Hopefully seeing these questions helps you realise you’re really just having a conversation with an interesting person, asking a few open questions, encouraging them to share their invaluable knowledge and perspective, learning about what’s going on in their industry, including the trends. What is critical is that you mention during the conversation, almost as a side note, that you’re exploring potential opportunities that peak your interest to make a change or move in a certain direction, if the timing and opportunity feels right.
And that is the seed you are planting.
“Love that” was my client’s response to this philosophy for networking for job search and accessing the hidden job market.
This approach is subtle and it’s genuine.
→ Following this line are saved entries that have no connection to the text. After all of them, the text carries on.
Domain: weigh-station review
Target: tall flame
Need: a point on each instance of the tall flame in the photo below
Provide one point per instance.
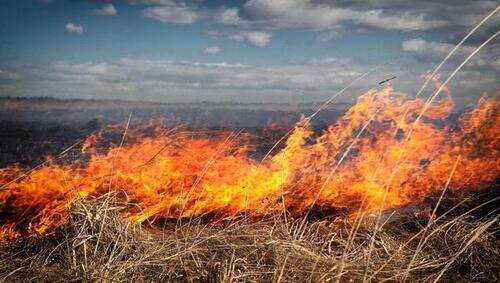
(366, 154)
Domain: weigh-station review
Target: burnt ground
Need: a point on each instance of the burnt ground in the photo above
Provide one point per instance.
(32, 128)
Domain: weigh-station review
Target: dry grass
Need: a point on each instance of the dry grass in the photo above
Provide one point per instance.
(99, 244)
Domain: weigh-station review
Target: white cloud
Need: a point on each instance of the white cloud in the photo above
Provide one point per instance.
(108, 10)
(74, 28)
(212, 50)
(323, 15)
(228, 16)
(436, 51)
(255, 38)
(174, 14)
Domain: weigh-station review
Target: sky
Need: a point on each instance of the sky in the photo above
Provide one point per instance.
(285, 51)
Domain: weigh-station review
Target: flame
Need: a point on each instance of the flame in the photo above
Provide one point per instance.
(367, 154)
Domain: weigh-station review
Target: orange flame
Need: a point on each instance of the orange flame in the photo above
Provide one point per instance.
(175, 174)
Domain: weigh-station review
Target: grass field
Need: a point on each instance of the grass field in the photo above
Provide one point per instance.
(98, 244)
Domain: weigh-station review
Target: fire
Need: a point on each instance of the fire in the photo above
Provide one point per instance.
(366, 155)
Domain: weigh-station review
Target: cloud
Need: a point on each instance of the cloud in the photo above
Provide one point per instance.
(255, 38)
(108, 10)
(322, 15)
(212, 50)
(431, 51)
(74, 28)
(228, 16)
(171, 14)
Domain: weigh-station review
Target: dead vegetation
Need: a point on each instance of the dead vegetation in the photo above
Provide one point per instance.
(100, 244)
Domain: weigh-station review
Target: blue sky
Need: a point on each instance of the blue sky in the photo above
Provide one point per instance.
(248, 50)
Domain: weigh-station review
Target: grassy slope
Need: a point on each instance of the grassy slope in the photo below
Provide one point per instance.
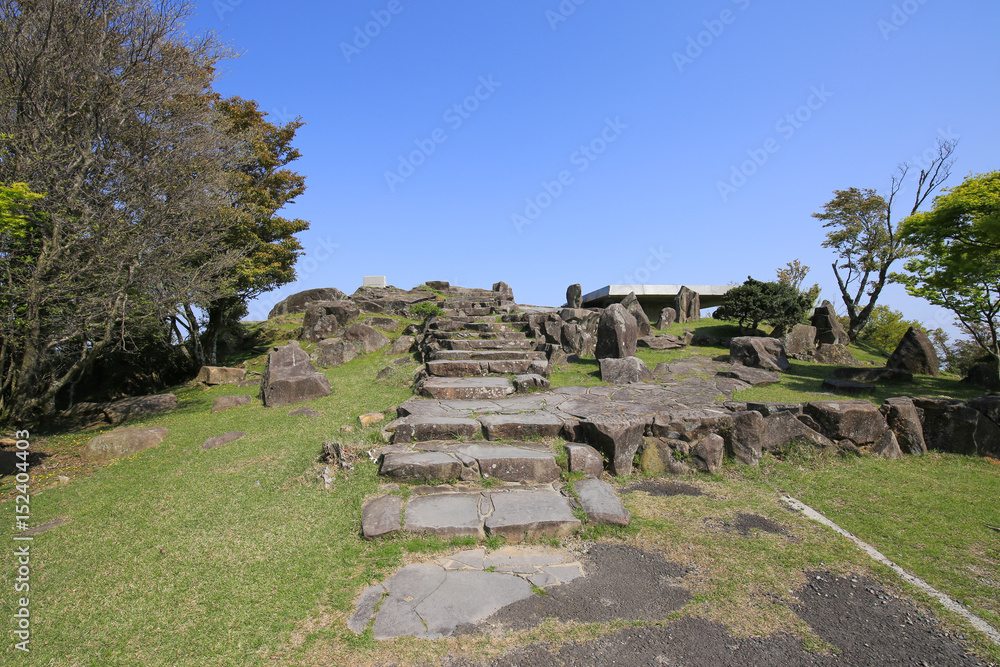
(240, 556)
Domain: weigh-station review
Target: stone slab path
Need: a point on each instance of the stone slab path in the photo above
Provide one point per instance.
(431, 600)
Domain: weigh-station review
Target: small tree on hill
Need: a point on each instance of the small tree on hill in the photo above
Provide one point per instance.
(778, 304)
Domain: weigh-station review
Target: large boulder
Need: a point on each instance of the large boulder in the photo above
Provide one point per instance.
(952, 426)
(366, 338)
(915, 353)
(323, 319)
(296, 303)
(333, 352)
(801, 339)
(667, 317)
(828, 327)
(903, 419)
(631, 303)
(624, 371)
(617, 437)
(214, 375)
(835, 354)
(138, 406)
(289, 377)
(574, 296)
(857, 421)
(756, 352)
(688, 305)
(122, 441)
(616, 333)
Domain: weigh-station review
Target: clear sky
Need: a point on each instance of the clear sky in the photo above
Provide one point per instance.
(545, 143)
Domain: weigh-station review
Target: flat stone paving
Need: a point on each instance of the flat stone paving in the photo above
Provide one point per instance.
(430, 600)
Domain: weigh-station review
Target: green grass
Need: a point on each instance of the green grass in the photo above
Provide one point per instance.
(240, 556)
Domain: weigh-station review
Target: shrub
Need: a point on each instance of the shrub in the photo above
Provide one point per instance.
(753, 302)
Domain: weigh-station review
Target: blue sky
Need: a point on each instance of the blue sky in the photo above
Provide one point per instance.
(546, 143)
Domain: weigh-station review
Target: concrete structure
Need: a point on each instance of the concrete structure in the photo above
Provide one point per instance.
(653, 298)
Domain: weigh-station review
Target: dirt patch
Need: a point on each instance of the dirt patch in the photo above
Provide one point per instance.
(661, 488)
(620, 582)
(864, 624)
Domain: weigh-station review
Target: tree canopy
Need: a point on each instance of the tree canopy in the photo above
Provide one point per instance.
(958, 265)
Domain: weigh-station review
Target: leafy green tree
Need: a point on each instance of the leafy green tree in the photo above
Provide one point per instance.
(866, 238)
(794, 274)
(778, 304)
(958, 265)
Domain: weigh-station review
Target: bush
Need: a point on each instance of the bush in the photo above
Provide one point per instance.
(782, 306)
(426, 309)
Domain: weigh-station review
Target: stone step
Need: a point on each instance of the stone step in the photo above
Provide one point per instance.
(448, 512)
(482, 388)
(446, 460)
(508, 343)
(472, 368)
(485, 355)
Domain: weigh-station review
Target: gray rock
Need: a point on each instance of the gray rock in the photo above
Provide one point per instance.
(766, 353)
(616, 333)
(584, 459)
(828, 327)
(333, 352)
(832, 353)
(688, 305)
(617, 437)
(624, 371)
(290, 378)
(296, 303)
(224, 439)
(402, 345)
(631, 304)
(782, 430)
(745, 440)
(903, 419)
(800, 340)
(667, 317)
(706, 454)
(530, 515)
(446, 515)
(525, 425)
(421, 466)
(122, 441)
(599, 501)
(366, 338)
(753, 376)
(215, 375)
(138, 406)
(858, 421)
(915, 353)
(226, 402)
(574, 296)
(530, 382)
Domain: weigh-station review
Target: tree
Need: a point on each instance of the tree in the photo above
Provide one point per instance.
(260, 187)
(958, 265)
(867, 239)
(754, 302)
(102, 110)
(794, 274)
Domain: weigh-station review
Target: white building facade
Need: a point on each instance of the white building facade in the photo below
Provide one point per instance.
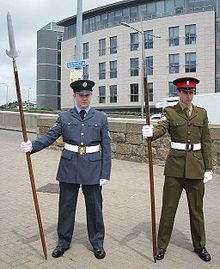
(177, 43)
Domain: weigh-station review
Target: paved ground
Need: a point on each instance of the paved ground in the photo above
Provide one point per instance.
(126, 211)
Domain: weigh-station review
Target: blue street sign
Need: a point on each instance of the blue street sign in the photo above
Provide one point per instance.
(76, 64)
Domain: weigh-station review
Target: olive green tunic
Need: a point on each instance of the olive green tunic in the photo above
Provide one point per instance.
(184, 170)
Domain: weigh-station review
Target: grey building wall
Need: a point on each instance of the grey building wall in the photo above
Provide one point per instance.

At the very least, you have a good chat with a colleague, learn a thing or two along the way and they don’t feeling like you’re asking them for work.
Step 6 – How to Network for Job Search (After the Chat)
What is likely to happen after the chat is that your contact will walk away from the conversation in a good headspace about you, because you got them talking about their view of current industry trends, thinking about where they are and and where they are heading. Genuine human connection is always good for the soul. They hopefully enjoyed the opportunity to reconnect with you and take some time out from their day for some deeper and reflective thinking and conversation.
And that is it! There’s no follow up, other than the book or podcast or film or vintage sneaker site you may have mentioned during the chat, that you’ve flicked to them via text or LinkedIn message. There’s no direct ask about helping you find a job.
Having spent time talking about their experiences and perspective and where they are at, what they’ll remember from this encounter with you is a rich deep conversation. And when someone says “Do you know anyone who you’d recommend for this role?” or “Is there anyone in your network who can help us manage this project for the next 12 months?”, you’ll be top of mind and likely to be recommended. That is of course, only if you’ve done the following:
- Clearly explained in that brief moment when they asked you “What are you up to?” or when you planted that side note seed, explaining the types of opportunities / roles you would consider when the time is right.
- Have a well written profile that accurately showcases your focus that he/she/they may revisit and forward to the person asking for the recommendation.
- Have the skills and experience to match the opportunities their network is looking for.
And this is how people at the C-suite level with executive experience looking for project or permanent work get jobs and board positions. They’re not necessarily advertised and, in my world, that’s what job search, or networking for job search looks like.